Celle qui les avait rédigées, c'est  Martha CANARY, devenue Jane HICKOK puis Jane BURKE, après ses mariages, mais que l'on connaît surtout par son surnom de Calamity JANE, la femme qui tire plus vite que son ombre.
La destinataire, c'est une petite-fille, puis une fillette, puis une jeune-fille, puis une jeune-femme : Janey O'NEIL, puis OAKES, puis McCORNICK, qui la rencontre de loin en loin, sans savoir qu'elle est sa mère, celle qui l'a confiée pour adoption à Jim et Helen O'NEIL alors qu'elle avait un an,  pour lui épargner "le long cauchemar hideux" d'une vie d'errance.

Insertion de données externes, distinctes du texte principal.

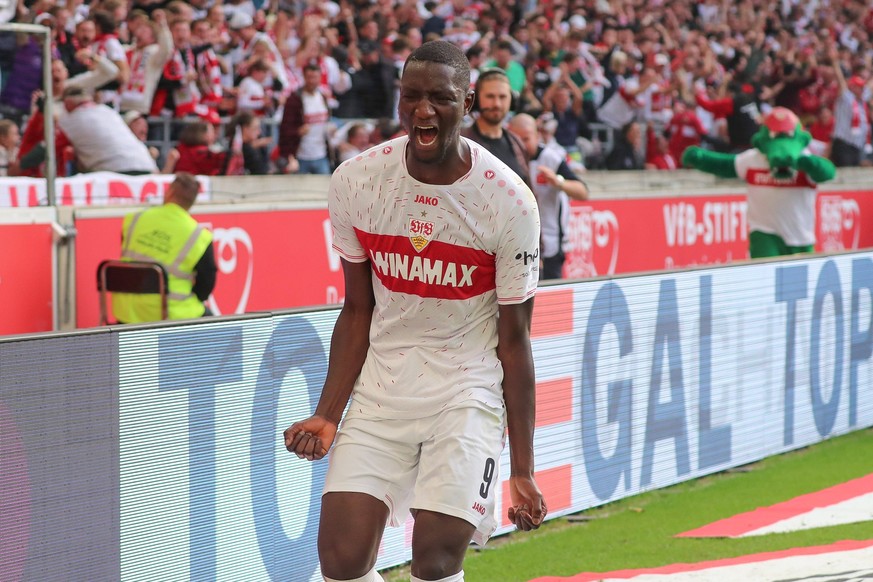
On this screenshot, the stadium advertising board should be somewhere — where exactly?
[0,172,210,208]
[0,208,56,335]
[76,206,343,327]
[105,253,873,580]
[0,252,873,582]
[564,190,873,279]
[70,192,873,334]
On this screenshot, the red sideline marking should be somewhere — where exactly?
[530,289,573,339]
[502,465,573,525]
[535,378,573,428]
[676,474,873,538]
[530,540,873,582]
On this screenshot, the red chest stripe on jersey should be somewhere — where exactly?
[356,229,497,299]
[746,168,815,188]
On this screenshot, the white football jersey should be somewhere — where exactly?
[328,136,540,418]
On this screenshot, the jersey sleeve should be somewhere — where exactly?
[327,171,368,263]
[495,186,540,305]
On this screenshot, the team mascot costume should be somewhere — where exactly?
[682,107,836,258]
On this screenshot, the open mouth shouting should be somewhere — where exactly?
[415,125,439,148]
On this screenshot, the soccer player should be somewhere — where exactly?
[284,41,546,582]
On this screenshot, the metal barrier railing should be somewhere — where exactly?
[146,116,628,171]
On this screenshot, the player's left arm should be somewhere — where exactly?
[497,298,546,531]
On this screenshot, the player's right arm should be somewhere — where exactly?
[284,259,376,461]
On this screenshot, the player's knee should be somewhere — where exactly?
[412,545,466,581]
[409,570,464,582]
[322,568,384,582]
[318,536,379,582]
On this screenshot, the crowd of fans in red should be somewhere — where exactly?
[0,0,873,175]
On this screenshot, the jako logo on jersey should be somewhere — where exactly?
[515,249,540,265]
[409,218,433,252]
[370,251,479,287]
[415,194,440,206]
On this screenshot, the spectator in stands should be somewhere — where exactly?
[61,19,97,77]
[509,113,588,281]
[667,100,707,168]
[289,32,350,105]
[645,121,679,170]
[228,111,273,176]
[597,67,660,129]
[461,68,530,184]
[0,36,42,125]
[809,106,836,158]
[151,18,218,122]
[191,18,228,116]
[88,10,130,110]
[227,10,289,88]
[485,40,527,95]
[606,121,644,170]
[236,59,275,117]
[0,119,21,177]
[18,55,118,177]
[120,10,173,115]
[161,119,227,176]
[279,63,331,174]
[112,173,218,323]
[58,87,158,175]
[121,110,161,162]
[828,45,870,168]
[543,72,585,151]
[336,122,373,163]
[340,40,397,119]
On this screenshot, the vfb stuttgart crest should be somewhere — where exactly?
[409,218,433,253]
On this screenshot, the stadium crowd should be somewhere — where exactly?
[0,0,873,175]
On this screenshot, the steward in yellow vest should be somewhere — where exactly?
[112,172,216,323]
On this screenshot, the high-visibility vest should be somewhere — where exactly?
[112,203,212,323]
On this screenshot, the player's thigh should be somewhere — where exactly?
[412,509,476,580]
[324,416,420,525]
[412,406,505,543]
[318,491,388,580]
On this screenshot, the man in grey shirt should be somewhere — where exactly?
[58,87,158,175]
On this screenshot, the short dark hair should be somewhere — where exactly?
[170,172,200,210]
[88,10,118,34]
[403,40,470,90]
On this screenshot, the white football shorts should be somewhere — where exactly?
[324,403,506,545]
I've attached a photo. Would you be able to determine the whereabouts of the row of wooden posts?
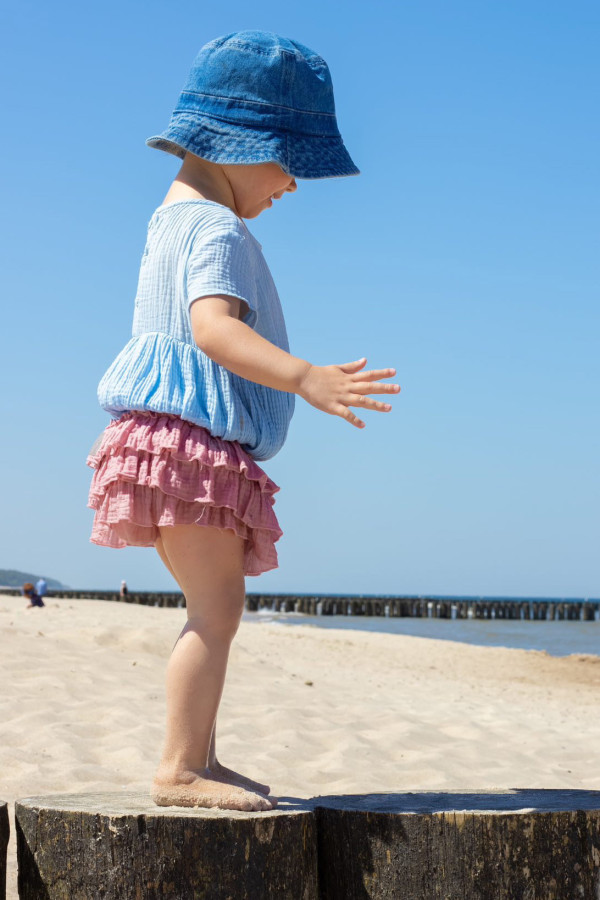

Vingt-cinq lettres donc, certaines de quelques lignes d'autres de quelques pages, écrites  bien souvent à la lumière des feux de camp : les coyottes et les loups rodent, les indiens aussi.
Vingt-cinq lettres cependant suffisantes pour nous raconter plusieurs vies : celles de la fille d'un prédicateur, qui n'est allée que trois ans à l'école, préférant s'enfuir "à la première occasion qu'elle a eue". Celle d'une femme amoureuse et trompée, celle d'une aventurière, meneuse de bétail, chasseuse d'indiens et de brigands, conductrice de diligence, infirmière, une des vedettes aussi du Wild West Show de son ami Bill CODY alias Buffalo BILL, celle enfin d'une femme vieillie trop vite et devenue aveugle dont la grande peur est de mourir seule, ce qui sera le cas ou presque.

Entre les "Ma chérie" ou "Chère Janey", qui introduisent ces lettres et le "Bonne nuit, Chérie" qui les terminent le plus souvent, c'est toute la souffrance d'une âme  qui nous est ainsi dévoilée. Fierté  d'être une femme "qui s'occupe de ses propres affaires", souffrance d'une femme qui se sent seule,  rejetée, méprisée, vilipendée, surtout peut-être souffrance d'être celle qui ne compte pour personne, celle qui se sent coupable d'avoir donné sa fille -"t'abandonner m'a presque tuée Janey"- celle qui reconnaît qu'elle se traînerait sur les genoux "seulement pour être près de toi".

Beaucoup d'émotion, mais quelques morceaux d'anthologie aussi : l'Ouest, n'est pas l'Est où réside Janey et les moeurs y sont beaucoup moins policées :  La vie de Calamity JANE n'est pas celle d'une bourgeoise ou d'une aristocrate ces "femmes bonnes à rien". Elle doit se défendre, contre les hommes et peut-être plus encore contre les femmes comme celles d'Old Clark City, qui veulent la chasser de la ville... 

"Je lui ai arraché son pantalon long et je l'ai laissée plantée là dans ses culottes de naissance pour que les hommes s'en paient une bonne tranche. Ensuite, j'ai pris le pantalon et ses rangées de dentelle au crochet et je les ai noués au cou d'une autre femme qui était en train de me taper sur la tête. Quand j'ai vu sa langue pendre, je me suis attaquée à une autre."

Ce  qui ne l'empêche pas, de retour chez elle, de préparer son "Gâteau de vingt ans", sa levure ou sa sauce au raifort, dont en bonne mère, elle confie les recettes à sa fille, à présent mariée.

Une belle lecture, très émouvante, très éprouvante aussi devant tant de douleur :

"Toutes ces années, je ne voulais rien d'autre que toi."
"J'ai besoin d'une petite-fille."

Sa propre petite-fille, décédée enfant, elle ne la connaîtra pas.